With many agreeing that the sub-genre can still be effective, moviegoers were growing immune to the patterns studios began to follow as a cash-grab mentality. Gonjiam Asylum sets itself up as a modern, documented horror title; the film used a few traits we've spotted previously, but in a much more polished, pulse-pounding ride that could arguably be the best title to come out of docu-style horror.
Gonjiam Asylum Is an Homage That Surpasses Its Predecessors
Originality is an important factor to consider in cinema, but sometimes films can be a love letter to a movie, filmmaker, or particular style. If handled with care, a film can avoid repetition and still utilize concepts from something that drew inspiration. Gonjiam Asylum not only did that, but it felt like there was much more nuanced thought behind each idea.
There were several moments that definitely had similarities to each of the found footage films mentioned above — but there's no disputing the fact that Gonjiam Asylum learned from their mistakes and amped up the terror. Typically in this sub-genre, the best scene comes from a 10-minute chase or less that is intended to keep you tense for that final few moments, but Gonjiam Asylum keeps that consistency from the midway point to the conclusion.

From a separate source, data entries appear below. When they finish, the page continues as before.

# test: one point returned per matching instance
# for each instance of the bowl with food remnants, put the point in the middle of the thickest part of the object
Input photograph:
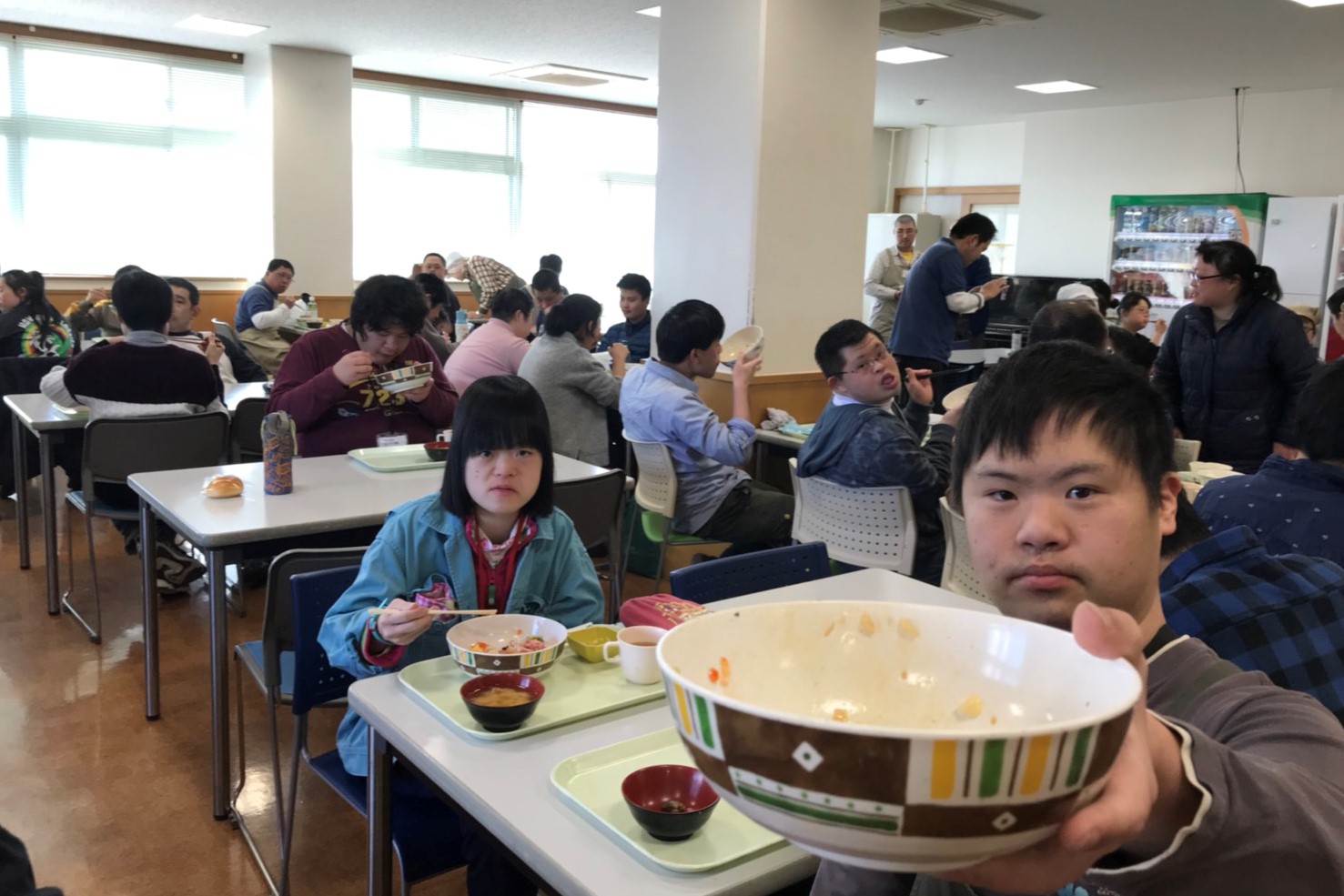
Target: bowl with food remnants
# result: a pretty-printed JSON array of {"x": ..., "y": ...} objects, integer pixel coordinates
[
  {"x": 501, "y": 700},
  {"x": 895, "y": 737},
  {"x": 670, "y": 802},
  {"x": 403, "y": 379},
  {"x": 743, "y": 346},
  {"x": 507, "y": 642}
]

Once the events begin, it feels much faster than typical found-footage examples, which is something missing from modern horror. The intention behind a jump-scare is only good for a brief, one-time watch, but the striking visual terrors of Gonjiam Asylum avoids over-saturation.
The Scares Evolve
Another one of the biggest dilemmas with modern US horror is the idea that you can slap a filter effect over a face and have something to spook the casual viewer. With that being said, it can have its strong suits, but it can also become a factor that relies on that film feeling somewhat scary to begin with.
In Gonjiam Asylum, the film starts out with phases of terror from the film-crew. The first wave of activity includes being pulled, doors opening, and subtlety that plays things safe to disarm its audience. As it progresses, physical contact becomes more intense, and manifestations alter the characters for some of the eeriest moments of cinematography that horror has seen in years.

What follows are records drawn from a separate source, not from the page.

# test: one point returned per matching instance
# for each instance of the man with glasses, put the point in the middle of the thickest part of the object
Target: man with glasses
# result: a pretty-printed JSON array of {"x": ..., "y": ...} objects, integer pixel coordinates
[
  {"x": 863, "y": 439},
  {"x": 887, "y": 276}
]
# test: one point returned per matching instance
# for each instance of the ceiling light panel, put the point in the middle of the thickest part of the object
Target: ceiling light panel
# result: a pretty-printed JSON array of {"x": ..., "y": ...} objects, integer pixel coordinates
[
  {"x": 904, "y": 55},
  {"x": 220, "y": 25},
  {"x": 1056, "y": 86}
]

Just when you think you have a handle on that, a disorienting sequence for one character's survival (which is also a perfectly executed scene) adds different possibilities of fear. You begin to question surroundings, shadows, noises, figures, and instead of losing energy, the film only gets better with each frame.
By the film's end, there's yet another spirit reveal that maintains horror and brings focus to fragmented moments of a timeline that can be a strength in films like The Grudge or, in this case, a nice added bonus in Gonjiam Asylum. From speaking in a cult-like chant to the world's creepiest game of peek-a-boo, or even the uncertainty of your surroundings, Gonjiam Asylum lands every transition, and that's an honorable achievement that feels increasingly rare.

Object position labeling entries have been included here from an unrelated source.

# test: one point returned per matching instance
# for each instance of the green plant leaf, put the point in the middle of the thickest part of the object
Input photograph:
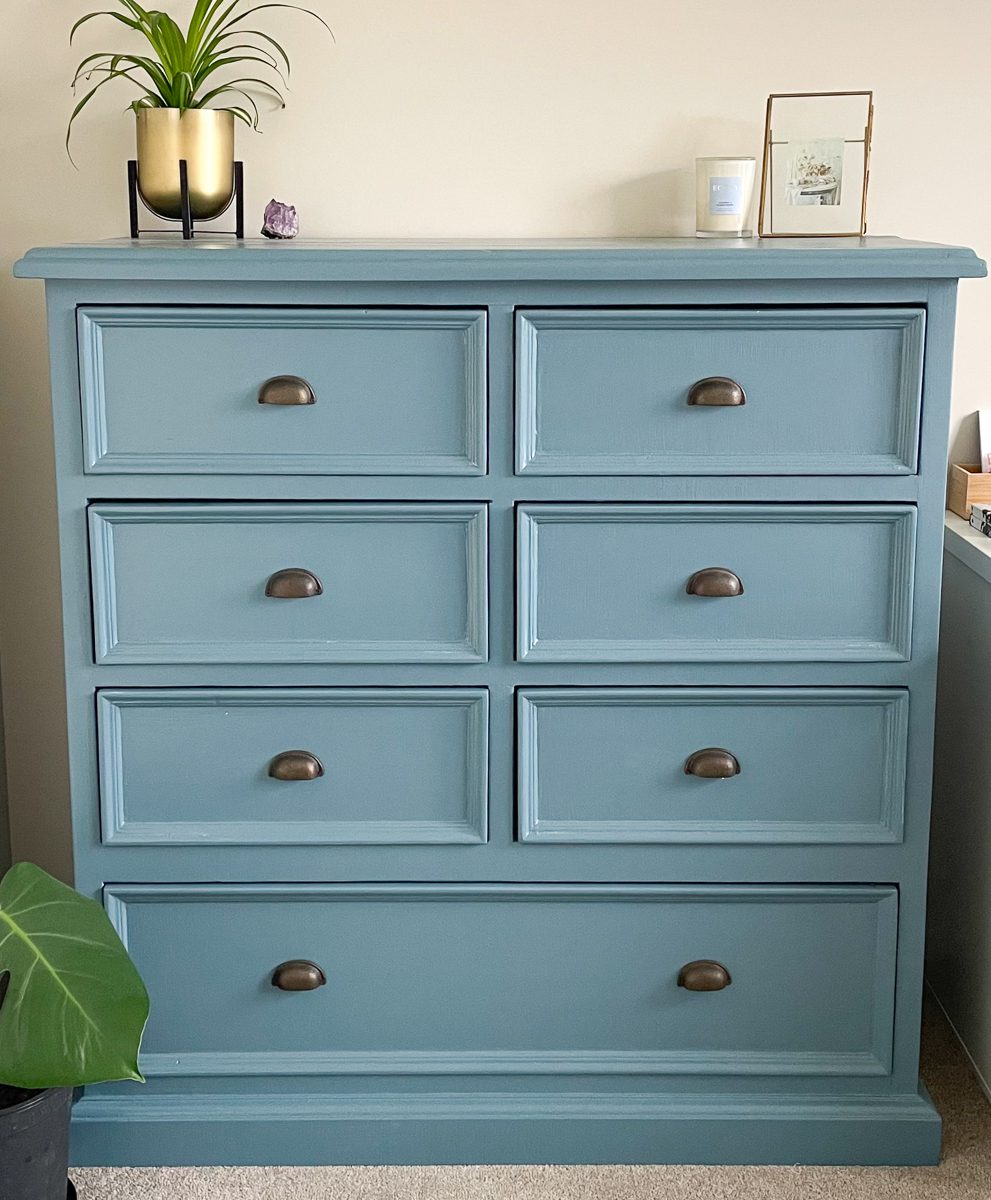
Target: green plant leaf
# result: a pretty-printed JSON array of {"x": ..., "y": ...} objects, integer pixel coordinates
[
  {"x": 74, "y": 1007},
  {"x": 179, "y": 66}
]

A Cast and Crew That Commits
One of the best feelings that came from watching Gonjiam Asylum is that you can tell everyone involved is giving it their best efforts. From a directorial point of view, the combination of steady cams and camcorder is a strong choice that helps eliminate one of the frustrating difficulties of the sub-genre.
From the actor's involvement, each person of the crew felt like they really embodied their characters, preventing you from getting pulled out of the moment. Even prior to the scares, Moon Ye-won gives a believable emotional reaction that sets the tone. Lee Seung-wook strongly plays a role that's rooted in deceit, or there's the overall innocence of Yoo Je-yoon and Oh Ah-yeon that makes the pair the easiest to root for in a film where survival appears to be against the odds.
The audio, camera work, writing, lighting, just about every facet of Gonjiam Asylum felt like the most authentic proof that more international horror titles deserve more appreciation. Thanks to Gonjiam Asylum, a film that began with an idea we know all too well has surpassed all expectations and has officially set a new standard for horror.
Gonjiam Asylum is available to stream on Amazon Prime, so check it out this month if you're looking for an excuse to embrace your appreciation for scary movies.